A critical thinker in Vancouver has been named one of the top science newsmakers of the year.
“She appeared like a shot out of the blogosphere: a wild-haired Canadian microbiologist with a propensity to say what was on her mind,” the leading research journal Nature says of Rosie Redfield, a professor at the University of British Columbia.
The journal editors say Redfield is one of 10 individuals who “had an impact, good or bad, on the world of science” in 2011. She was chosen for her “critical” inquiry and “remarkable experiment in open science” that challenged a now-infamous “arsenic life” study funded by NASA.
The Top 10 list also includes: Essam Sharaf, an engineer who was catapulted from demonstrations in Cairo’s Tahrir Square to Egypt’s parliament where he fought to rebuild science; astronomer Sara Seager at the Massachusetts Institute of Technology, who is narrowing the search for other Earthlike worlds; and biologist Tatsuhiko Kodama, who criticized the Japanese government’s handling of the fallout from Fukushima nuclear accident.
Diederik Stapel, a prolific Dutch psychologist who admitted to scientific fraud on a “spectacular” scale, also made the list.
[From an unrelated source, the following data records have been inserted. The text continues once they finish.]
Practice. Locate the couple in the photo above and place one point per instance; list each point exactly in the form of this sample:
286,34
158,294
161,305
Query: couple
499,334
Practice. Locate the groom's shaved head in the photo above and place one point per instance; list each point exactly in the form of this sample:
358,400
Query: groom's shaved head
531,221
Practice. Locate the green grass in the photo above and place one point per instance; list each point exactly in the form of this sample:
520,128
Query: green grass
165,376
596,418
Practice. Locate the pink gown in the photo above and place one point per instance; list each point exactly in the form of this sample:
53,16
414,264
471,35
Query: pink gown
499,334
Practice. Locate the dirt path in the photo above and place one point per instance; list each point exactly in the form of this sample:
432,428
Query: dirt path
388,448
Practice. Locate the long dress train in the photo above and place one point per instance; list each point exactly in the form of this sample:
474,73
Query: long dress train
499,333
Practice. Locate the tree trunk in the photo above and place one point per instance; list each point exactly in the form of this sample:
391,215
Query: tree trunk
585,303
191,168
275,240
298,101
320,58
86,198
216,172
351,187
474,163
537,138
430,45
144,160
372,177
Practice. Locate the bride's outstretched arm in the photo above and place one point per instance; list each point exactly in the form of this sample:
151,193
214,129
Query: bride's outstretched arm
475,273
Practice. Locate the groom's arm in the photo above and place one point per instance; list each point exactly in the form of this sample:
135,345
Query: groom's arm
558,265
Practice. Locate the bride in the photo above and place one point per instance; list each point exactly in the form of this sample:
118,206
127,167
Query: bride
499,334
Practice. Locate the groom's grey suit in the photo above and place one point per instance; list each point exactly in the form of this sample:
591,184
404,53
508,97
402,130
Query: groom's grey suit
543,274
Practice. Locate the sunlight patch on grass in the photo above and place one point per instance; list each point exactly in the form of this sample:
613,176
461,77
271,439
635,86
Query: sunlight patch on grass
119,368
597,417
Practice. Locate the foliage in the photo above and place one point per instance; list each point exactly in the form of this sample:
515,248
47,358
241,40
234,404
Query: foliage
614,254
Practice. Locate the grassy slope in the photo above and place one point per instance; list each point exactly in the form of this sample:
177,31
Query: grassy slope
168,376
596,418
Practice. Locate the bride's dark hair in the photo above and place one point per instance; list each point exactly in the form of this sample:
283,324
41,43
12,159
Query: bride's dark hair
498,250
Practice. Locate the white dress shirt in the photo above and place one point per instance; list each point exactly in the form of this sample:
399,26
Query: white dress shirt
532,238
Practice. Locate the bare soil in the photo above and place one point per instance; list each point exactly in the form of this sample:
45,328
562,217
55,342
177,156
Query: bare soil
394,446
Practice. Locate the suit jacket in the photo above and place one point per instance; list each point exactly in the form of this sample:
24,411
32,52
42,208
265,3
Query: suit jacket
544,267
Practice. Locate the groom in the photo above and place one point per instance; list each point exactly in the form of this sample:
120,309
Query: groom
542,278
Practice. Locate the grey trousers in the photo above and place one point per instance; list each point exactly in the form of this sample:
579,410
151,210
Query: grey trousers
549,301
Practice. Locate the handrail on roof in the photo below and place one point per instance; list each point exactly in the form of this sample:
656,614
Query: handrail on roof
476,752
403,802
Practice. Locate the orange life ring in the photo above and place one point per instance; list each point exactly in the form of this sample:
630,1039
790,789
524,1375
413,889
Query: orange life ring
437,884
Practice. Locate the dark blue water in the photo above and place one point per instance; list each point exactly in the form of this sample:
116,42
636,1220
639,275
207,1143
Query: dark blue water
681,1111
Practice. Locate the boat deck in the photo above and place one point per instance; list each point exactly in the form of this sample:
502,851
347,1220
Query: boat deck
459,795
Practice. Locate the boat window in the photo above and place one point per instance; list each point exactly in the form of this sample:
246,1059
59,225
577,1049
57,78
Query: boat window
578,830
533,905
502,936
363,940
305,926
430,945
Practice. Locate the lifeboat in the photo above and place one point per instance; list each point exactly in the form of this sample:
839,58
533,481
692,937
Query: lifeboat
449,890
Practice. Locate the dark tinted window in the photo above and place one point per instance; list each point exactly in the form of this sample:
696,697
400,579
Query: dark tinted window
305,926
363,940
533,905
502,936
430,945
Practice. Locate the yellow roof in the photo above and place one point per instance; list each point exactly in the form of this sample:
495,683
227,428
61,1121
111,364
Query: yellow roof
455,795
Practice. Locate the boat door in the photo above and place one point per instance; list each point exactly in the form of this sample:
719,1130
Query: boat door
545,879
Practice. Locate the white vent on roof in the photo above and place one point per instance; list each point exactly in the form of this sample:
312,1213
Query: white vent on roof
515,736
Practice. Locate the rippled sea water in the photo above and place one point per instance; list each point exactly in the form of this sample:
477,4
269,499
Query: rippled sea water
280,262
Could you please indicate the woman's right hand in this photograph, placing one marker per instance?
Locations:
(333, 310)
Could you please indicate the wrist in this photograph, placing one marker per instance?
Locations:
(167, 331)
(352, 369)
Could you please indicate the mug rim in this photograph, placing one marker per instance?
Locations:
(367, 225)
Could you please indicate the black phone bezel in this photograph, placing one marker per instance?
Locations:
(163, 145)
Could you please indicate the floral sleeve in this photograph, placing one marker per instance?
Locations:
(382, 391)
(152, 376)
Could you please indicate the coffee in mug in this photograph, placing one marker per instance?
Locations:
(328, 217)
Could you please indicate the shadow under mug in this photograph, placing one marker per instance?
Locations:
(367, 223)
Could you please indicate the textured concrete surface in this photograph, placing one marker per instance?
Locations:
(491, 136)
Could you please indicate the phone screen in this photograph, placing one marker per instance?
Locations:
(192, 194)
He didn’t just fudge data, the journal says, “he fabricated entire experiments.”
Get daily National news
Reached at UBC, Redfield said “it’s really nice to be formally acknowledged.”
She chuckled about Nature’s reference to her hair, which has been pink and is currently lilac. “It changes all the time,” she said, explaining that she buys the dye at “the stores that sell black T-shirts and tattoos.”
Redfield created a firestorm of controversy after a U.S. team, funded by NASA, claimed a year ago that it had found bacteria that used arsenic in its DNA.
Like many scientists, Redfield was taken aback. If true, the finding meant a radically different type of biochemistry could fuel life.
An avid blogger, Redfield posted a scathing critique of the U.S. study, which had been published with much fanfare by the journal Science. “Basically, it doesn’t present any convincing evidence that arsenic has been incorporated into DNA,” she said.
Then Redfield decided to see if it would be possible to replicate the U.S. findings in her UBC lab. She has been documenting her progress on her blog, rrresearch.fieldofscience.com. It has become a “virtual lab meeting,” Nature says, in which scientists from around the world help troubleshoot her attempts to grow and study the bacteria.
At first, Redfield could not get the bacteria to grow on a medium containing arsenic. Then the bacteria took off and she has now shipped samples off to Princeton University where colleagues plan to test the microbes’ DNA over the holidays.
Redfield says she does not expect them to find any arsenic in the bacteria’s genetic material. Like many scientists, she believes the microbes can live in the presence of arsenic and suspects the U.S. DNA experiments were contaminated. The problem was then compounded when the results were rushed into print with the help of the promotional offices at NASA and Science.
Ford Doolittle, a Dalhousie University biochemist who hired Redfield for her first faculty job, told Nature that she has shown how science is supposed to work. “Science is way too uncritical of itself,” Doolittle said. “We need more Rosies out there.”